Fördermittel sind ein wichtiger Hebel, um die Energiewende vor Ort effektiv voranzutreiben. Was die Akteure benötigen und was sie ausbremst.

Zu den Personen

Professor Markus Brautsch und Professor Raphael Lechner leiten das Institut für Energietechnik IfE GmbH an der Ostbayerischen Technischen Hochschule Amberg-Weiden und das Kompetenzzentrum für Kraft-Wärme-Kopplung der Hochschule.
 

„Wir merken eine hohe Bereitschaft und Entschlossenheit sowohl in den Industriebetrieben als auch in den Kommunen und Stadtwerken, das Thema Dekarbonisierung und Transformation über Effizienzsteigerung und den Einsatz erneuerbarer Energien anzupacken“, sagt Professor Markus Brautsch im Gespräch mit E&M. Er ist Leiter des Instituts für Energietechnik IfE GmbH an der Ostbayerischen Technischen Hochschule (OTH) Amberg-Weiden.
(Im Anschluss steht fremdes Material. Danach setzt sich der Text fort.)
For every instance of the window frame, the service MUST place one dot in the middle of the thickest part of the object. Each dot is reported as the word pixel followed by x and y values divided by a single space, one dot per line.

Als solcher kennt er die Nöte, Fragen und Bedürfnisse der Kommunen und Betriebe direkt vor Ort.

Seit Jahren betreuen Mitarbeiter des IfE auch Effizienznetzwerke. Außerdem haben sie ein Auge auf die Fördermittel, bereiten die Anträge für die Netzwerkmitglieder vor und informieren bei den Treffen auch immer über neue Möglichkeiten der Bezuschussung. „Die aktuellen Entwicklungen der Energiepreise sind hier sicherlich ein zusätzlicher Beschleuniger“, ergänzt Professor Raphael Lechner, ebenfalls beim IfE und Co-Chef des Kompetenzzentrums für Kraft-Wärme-Kopplung an der OTH Amberg-Weiden. In ihrem Gespräch mit E&M mahnen allerdings beide an, dass zwei wesentliche Faktoren, die Förderpraxis und der Fachkräftemangel, dringend mehr in den Blick genommen werden müssen, damit die Akteure vor Ort − Industriebetriebe, Gemeinden und Städte − weiter die Energiewende vorantreiben können.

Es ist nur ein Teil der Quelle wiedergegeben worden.